SEN. Panfilo Lacson on Saturday said the Philippine government has an average of about P480 billion in unused appropriations or “pork barrel” funds every year for the past 15 years covering the Arroyo and Aquino 3rd administrations ending in mid-2016.
Since the pork barrel funds during the period would amount to P7.2 trillion, Lacson, an anti-pork barrel advocate, asked aloud why the national government’s proposed 2020 national budget amounts to P4.1 trillion.
“Kasi hindi ma-implement, kasi hindi alam ng ahensya paano implement, kasi hindi nanggaling sa kanila. Ito ngayon ang pork barrel (It could not be implemented because the government agencies did not plan or conceptualize these projects. This is the pork barrel),” the senator said in a radio interview.
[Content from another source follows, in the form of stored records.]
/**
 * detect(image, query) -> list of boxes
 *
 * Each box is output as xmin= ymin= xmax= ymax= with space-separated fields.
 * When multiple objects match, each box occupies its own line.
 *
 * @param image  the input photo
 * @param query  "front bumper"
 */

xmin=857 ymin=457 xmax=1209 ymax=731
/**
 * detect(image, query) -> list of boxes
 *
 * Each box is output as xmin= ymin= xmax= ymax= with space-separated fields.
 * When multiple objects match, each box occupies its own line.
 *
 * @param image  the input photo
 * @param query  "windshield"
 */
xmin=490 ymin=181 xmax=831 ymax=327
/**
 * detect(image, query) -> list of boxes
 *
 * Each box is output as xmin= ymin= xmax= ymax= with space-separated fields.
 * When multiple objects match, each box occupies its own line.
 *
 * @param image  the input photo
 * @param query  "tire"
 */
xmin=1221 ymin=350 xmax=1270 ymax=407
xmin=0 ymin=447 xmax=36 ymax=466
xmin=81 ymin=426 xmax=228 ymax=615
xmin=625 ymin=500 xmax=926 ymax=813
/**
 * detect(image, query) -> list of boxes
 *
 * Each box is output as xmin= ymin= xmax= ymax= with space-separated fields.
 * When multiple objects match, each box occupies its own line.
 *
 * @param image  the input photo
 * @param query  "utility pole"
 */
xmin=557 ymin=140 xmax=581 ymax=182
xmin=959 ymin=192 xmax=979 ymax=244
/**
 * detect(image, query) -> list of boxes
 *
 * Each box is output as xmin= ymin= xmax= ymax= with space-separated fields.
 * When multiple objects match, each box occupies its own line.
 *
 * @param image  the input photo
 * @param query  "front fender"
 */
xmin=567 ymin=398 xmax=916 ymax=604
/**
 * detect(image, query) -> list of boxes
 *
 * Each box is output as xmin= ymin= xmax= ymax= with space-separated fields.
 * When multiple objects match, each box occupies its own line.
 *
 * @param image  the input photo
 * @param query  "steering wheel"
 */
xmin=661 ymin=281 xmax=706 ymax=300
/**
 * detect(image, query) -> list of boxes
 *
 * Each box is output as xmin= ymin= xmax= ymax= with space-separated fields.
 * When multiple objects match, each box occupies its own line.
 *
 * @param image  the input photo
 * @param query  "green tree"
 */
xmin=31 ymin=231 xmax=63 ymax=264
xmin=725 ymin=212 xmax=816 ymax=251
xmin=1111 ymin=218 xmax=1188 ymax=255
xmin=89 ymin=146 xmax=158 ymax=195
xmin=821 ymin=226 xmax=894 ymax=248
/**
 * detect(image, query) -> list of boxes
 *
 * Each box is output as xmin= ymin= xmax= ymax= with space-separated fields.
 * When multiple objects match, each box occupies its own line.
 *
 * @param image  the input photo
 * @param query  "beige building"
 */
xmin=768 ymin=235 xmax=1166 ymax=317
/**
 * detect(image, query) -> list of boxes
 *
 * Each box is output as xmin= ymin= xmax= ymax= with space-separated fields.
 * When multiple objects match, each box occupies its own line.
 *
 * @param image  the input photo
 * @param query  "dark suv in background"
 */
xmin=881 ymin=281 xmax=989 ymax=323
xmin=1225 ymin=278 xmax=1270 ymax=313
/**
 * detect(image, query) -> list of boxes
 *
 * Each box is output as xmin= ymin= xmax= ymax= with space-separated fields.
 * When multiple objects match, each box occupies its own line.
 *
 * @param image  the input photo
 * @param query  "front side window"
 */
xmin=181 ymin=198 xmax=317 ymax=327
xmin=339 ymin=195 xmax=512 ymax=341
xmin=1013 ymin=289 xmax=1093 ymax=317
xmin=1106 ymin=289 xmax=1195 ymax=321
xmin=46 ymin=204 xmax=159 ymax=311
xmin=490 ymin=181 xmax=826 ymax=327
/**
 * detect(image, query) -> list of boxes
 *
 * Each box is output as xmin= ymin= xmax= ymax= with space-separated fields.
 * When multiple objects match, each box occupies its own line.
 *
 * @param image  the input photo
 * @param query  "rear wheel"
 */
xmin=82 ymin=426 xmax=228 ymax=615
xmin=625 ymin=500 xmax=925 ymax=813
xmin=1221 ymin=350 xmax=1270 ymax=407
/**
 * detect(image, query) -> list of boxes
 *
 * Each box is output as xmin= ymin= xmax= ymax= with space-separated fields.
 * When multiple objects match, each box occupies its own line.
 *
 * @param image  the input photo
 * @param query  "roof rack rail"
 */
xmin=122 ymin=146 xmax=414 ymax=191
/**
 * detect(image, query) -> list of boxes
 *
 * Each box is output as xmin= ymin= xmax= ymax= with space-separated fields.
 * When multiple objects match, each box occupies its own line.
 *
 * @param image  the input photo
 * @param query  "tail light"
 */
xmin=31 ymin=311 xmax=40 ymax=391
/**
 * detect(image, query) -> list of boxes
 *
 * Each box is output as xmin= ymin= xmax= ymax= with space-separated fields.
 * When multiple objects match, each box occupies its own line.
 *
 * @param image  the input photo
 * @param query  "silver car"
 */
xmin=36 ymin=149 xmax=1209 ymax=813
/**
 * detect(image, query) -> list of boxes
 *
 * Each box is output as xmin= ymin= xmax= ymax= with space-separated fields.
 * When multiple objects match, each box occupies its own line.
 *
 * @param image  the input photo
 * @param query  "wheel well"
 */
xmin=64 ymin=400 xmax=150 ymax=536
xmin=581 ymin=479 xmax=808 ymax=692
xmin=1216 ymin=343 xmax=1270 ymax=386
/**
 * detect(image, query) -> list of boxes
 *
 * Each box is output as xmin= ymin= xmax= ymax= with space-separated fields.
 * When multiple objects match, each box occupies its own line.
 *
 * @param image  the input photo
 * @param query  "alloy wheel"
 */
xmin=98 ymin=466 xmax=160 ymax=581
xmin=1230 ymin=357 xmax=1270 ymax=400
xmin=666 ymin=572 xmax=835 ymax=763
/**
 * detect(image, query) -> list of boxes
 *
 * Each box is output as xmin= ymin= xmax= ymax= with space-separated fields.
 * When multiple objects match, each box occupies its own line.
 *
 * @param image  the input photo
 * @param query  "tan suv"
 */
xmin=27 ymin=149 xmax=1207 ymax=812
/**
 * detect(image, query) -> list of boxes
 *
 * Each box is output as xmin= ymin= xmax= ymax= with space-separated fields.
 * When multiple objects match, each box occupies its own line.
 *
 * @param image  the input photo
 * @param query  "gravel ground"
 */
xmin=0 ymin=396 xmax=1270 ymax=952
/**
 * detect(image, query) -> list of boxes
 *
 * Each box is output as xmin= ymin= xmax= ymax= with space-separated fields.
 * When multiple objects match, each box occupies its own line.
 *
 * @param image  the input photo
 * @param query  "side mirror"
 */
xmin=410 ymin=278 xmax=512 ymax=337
Lacson, Senate President Vicente Sotto 3rd and Chairman of the Senate Finance committee Sen. Juan Edgardo Angara had agreed to list down the billions of pesos worth of lawmakers’ pork barrel funds for possible veto by President Rodrigo Duterte when a clean copy of the ratified Senate-House of Representatives proposed 2020 P4.1-trillion budget bill is sent to Malacañang.
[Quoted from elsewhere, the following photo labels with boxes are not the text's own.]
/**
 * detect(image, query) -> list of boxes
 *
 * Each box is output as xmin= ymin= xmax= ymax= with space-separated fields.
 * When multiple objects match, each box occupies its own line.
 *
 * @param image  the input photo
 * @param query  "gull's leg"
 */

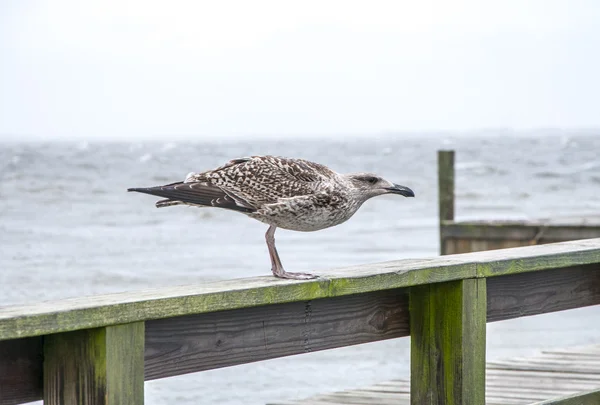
xmin=265 ymin=225 xmax=317 ymax=280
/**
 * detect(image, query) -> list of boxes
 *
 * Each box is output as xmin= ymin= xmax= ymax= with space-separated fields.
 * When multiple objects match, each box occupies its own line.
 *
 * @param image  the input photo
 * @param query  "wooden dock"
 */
xmin=0 ymin=239 xmax=600 ymax=405
xmin=438 ymin=151 xmax=600 ymax=255
xmin=268 ymin=344 xmax=600 ymax=405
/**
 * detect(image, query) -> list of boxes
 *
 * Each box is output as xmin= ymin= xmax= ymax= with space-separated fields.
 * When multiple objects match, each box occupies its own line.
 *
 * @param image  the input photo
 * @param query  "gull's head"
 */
xmin=344 ymin=173 xmax=415 ymax=200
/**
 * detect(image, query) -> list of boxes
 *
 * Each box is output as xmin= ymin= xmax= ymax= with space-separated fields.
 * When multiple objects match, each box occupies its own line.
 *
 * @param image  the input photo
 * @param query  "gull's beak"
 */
xmin=385 ymin=184 xmax=415 ymax=197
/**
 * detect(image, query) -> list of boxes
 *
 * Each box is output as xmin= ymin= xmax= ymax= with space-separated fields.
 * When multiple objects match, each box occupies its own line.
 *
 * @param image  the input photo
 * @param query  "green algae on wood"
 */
xmin=409 ymin=279 xmax=486 ymax=405
xmin=0 ymin=239 xmax=600 ymax=340
xmin=532 ymin=389 xmax=600 ymax=405
xmin=44 ymin=322 xmax=144 ymax=405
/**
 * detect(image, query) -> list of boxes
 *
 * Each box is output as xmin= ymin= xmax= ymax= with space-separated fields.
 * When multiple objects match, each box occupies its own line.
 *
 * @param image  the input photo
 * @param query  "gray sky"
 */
xmin=0 ymin=0 xmax=600 ymax=139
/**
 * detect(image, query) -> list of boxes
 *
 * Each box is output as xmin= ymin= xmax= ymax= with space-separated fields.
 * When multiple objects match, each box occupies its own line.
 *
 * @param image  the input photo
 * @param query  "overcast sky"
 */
xmin=0 ymin=0 xmax=600 ymax=139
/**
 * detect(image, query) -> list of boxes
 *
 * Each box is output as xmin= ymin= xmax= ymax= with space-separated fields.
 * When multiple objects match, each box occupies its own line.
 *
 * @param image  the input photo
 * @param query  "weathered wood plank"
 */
xmin=410 ymin=279 xmax=487 ymax=405
xmin=272 ymin=345 xmax=600 ymax=405
xmin=487 ymin=264 xmax=600 ymax=322
xmin=0 ymin=239 xmax=600 ymax=340
xmin=438 ymin=150 xmax=454 ymax=254
xmin=533 ymin=389 xmax=600 ymax=405
xmin=0 ymin=254 xmax=478 ymax=340
xmin=441 ymin=221 xmax=600 ymax=244
xmin=0 ymin=336 xmax=43 ymax=405
xmin=44 ymin=322 xmax=144 ymax=405
xmin=0 ymin=265 xmax=600 ymax=404
xmin=146 ymin=290 xmax=409 ymax=380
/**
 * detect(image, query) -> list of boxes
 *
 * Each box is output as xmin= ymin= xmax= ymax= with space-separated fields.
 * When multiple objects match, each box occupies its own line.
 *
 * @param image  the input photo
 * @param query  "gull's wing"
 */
xmin=127 ymin=182 xmax=256 ymax=213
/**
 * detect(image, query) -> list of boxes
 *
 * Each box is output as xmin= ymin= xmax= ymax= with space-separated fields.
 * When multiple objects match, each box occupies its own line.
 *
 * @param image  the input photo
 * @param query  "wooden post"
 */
xmin=438 ymin=150 xmax=454 ymax=255
xmin=44 ymin=322 xmax=144 ymax=405
xmin=410 ymin=279 xmax=487 ymax=405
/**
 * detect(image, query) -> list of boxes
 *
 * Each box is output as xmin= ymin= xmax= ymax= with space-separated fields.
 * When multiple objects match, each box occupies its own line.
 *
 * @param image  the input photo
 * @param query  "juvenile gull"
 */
xmin=127 ymin=156 xmax=415 ymax=280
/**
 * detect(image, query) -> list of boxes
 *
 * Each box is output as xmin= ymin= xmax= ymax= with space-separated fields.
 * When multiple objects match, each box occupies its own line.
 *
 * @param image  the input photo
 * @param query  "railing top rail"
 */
xmin=0 ymin=238 xmax=600 ymax=340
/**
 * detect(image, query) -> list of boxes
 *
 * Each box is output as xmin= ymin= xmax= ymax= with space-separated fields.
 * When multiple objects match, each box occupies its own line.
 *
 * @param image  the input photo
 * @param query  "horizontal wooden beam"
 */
xmin=487 ymin=264 xmax=600 ymax=322
xmin=146 ymin=290 xmax=409 ymax=380
xmin=0 ymin=239 xmax=600 ymax=340
xmin=440 ymin=221 xmax=600 ymax=243
xmin=0 ymin=264 xmax=600 ymax=405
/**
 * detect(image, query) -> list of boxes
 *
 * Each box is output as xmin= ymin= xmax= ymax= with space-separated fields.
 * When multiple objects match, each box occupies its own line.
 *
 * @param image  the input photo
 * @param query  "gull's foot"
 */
xmin=273 ymin=271 xmax=319 ymax=280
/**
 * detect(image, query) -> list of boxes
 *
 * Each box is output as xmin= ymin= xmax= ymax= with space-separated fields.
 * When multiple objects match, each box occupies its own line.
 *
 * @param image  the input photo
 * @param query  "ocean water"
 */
xmin=0 ymin=132 xmax=600 ymax=405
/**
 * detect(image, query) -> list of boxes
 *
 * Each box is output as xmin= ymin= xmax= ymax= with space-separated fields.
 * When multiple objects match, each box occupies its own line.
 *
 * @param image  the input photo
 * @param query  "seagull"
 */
xmin=127 ymin=156 xmax=415 ymax=280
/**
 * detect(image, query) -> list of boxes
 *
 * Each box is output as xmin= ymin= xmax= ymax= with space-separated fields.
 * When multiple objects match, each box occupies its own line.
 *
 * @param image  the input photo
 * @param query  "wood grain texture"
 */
xmin=441 ymin=221 xmax=600 ymax=244
xmin=146 ymin=290 xmax=409 ymax=380
xmin=0 ymin=239 xmax=600 ymax=340
xmin=438 ymin=150 xmax=454 ymax=254
xmin=410 ymin=279 xmax=487 ymax=405
xmin=487 ymin=264 xmax=600 ymax=322
xmin=0 ymin=256 xmax=478 ymax=340
xmin=0 ymin=337 xmax=43 ymax=405
xmin=43 ymin=322 xmax=144 ymax=405
xmin=271 ymin=345 xmax=600 ymax=405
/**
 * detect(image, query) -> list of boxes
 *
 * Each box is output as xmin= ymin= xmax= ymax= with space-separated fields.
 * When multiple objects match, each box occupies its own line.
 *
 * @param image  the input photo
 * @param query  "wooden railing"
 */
xmin=438 ymin=150 xmax=600 ymax=255
xmin=0 ymin=239 xmax=600 ymax=405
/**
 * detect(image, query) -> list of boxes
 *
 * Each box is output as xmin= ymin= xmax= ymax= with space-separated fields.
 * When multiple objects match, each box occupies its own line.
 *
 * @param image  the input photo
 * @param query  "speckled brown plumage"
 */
xmin=129 ymin=156 xmax=414 ymax=279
President Duterte vetoed more than P95 billion worth of pork barrel appropriations for lawmakers, mostly congressmen, in the 2019 General Appropriations Act (national budget) after the Senate complained of the huge pork barrel funding.
This week, Lacson complained that he learned that the House panel recently sent a universal serial bus (USB) drive to the Senate Legislative Budget Research and Monitoring Office containing the pork barrel items.
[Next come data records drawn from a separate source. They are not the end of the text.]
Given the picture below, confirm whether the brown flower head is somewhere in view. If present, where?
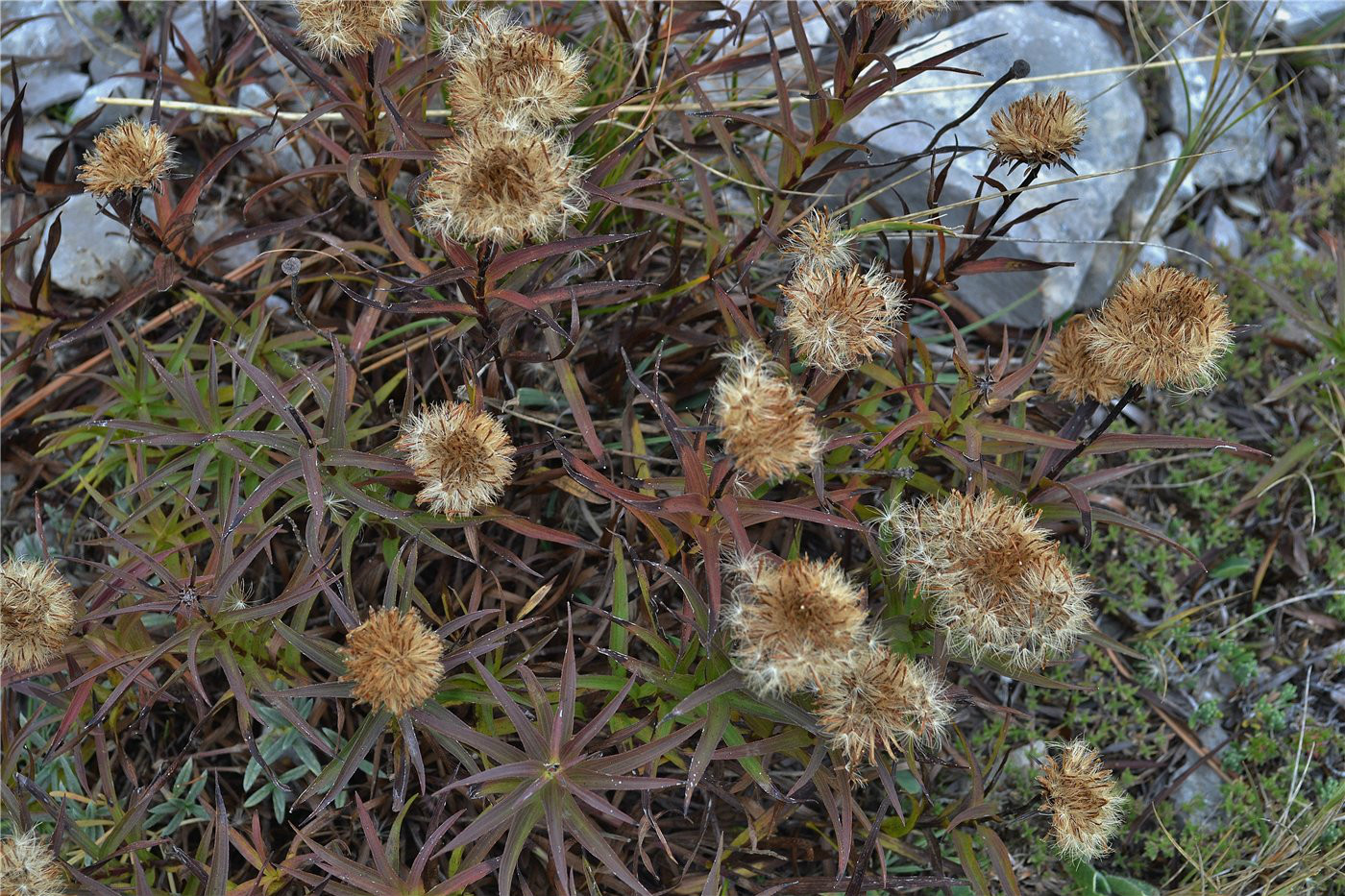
[882,493,1089,668]
[817,645,952,767]
[418,128,586,244]
[1088,266,1234,393]
[1037,739,1126,861]
[397,402,514,517]
[0,560,75,671]
[986,90,1088,165]
[0,830,66,896]
[75,118,175,197]
[340,610,444,715]
[1046,315,1126,403]
[714,343,821,479]
[781,208,854,271]
[725,554,870,694]
[776,265,907,373]
[444,8,588,127]
[295,0,416,61]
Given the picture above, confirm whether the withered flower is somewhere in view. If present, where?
[776,265,907,373]
[444,8,588,127]
[817,645,952,767]
[396,402,514,517]
[725,554,870,694]
[417,128,586,244]
[986,90,1088,165]
[882,491,1089,668]
[1045,315,1126,403]
[295,0,416,61]
[340,610,444,715]
[781,208,854,271]
[75,118,175,197]
[1088,266,1234,393]
[1037,739,1126,861]
[714,343,821,479]
[0,560,75,672]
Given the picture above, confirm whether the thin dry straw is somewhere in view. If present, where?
[97,43,1345,121]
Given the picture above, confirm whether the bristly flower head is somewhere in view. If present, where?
[1037,739,1126,861]
[75,118,174,197]
[714,342,821,479]
[340,610,444,715]
[725,554,871,694]
[295,0,416,61]
[397,402,514,517]
[884,491,1089,668]
[817,645,952,768]
[443,8,588,127]
[986,90,1088,165]
[1088,266,1234,393]
[0,560,75,671]
[1046,315,1126,403]
[417,127,586,244]
[776,265,907,373]
[781,208,854,271]
[0,830,66,896]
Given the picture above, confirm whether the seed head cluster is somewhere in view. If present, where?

The USB drive contained a “Source File” indicating P83.2 billion worth of 1,253 projects and a “List File” indicating P16.345 billion worth of 742 projects.
The USB drive was sent after the Senate and the House panels have signed their bicameral conference committee reports, which were later ratified separately by the two chambers.
When asked about the Supreme Court ruling on what constitutes pork barrel, Lacson said the lawmakers’ insistence in inserting their “pork” in the national budget is “blatant defiance.”
With the approach of the 2020 national and local elections, Lacson had intimated that lawmakers were out to even things out after being denied of their pork in the 2019 budget.
He said he would cast his dissenting vote on the ratification of the proposed General Appropriations Bill tomorrow (December 16).
“Sa Monday, manifest ko dissenting vote ako dahil sa issue na nilabas ko. Ipapaliwanag ko ang dahilan at ipapakita ko sa kanila anong items. Hopefully, ma-convince ko kasamahan ko pork barrel pa rin (On Monday, I will manifest my dissenting vote on the Senate floor because of the pork barrel issue I had revealed and will show them the specific items, Hopefully, I may be able to convince them that there are pork barrel appropriations in the budget),” Lacson added.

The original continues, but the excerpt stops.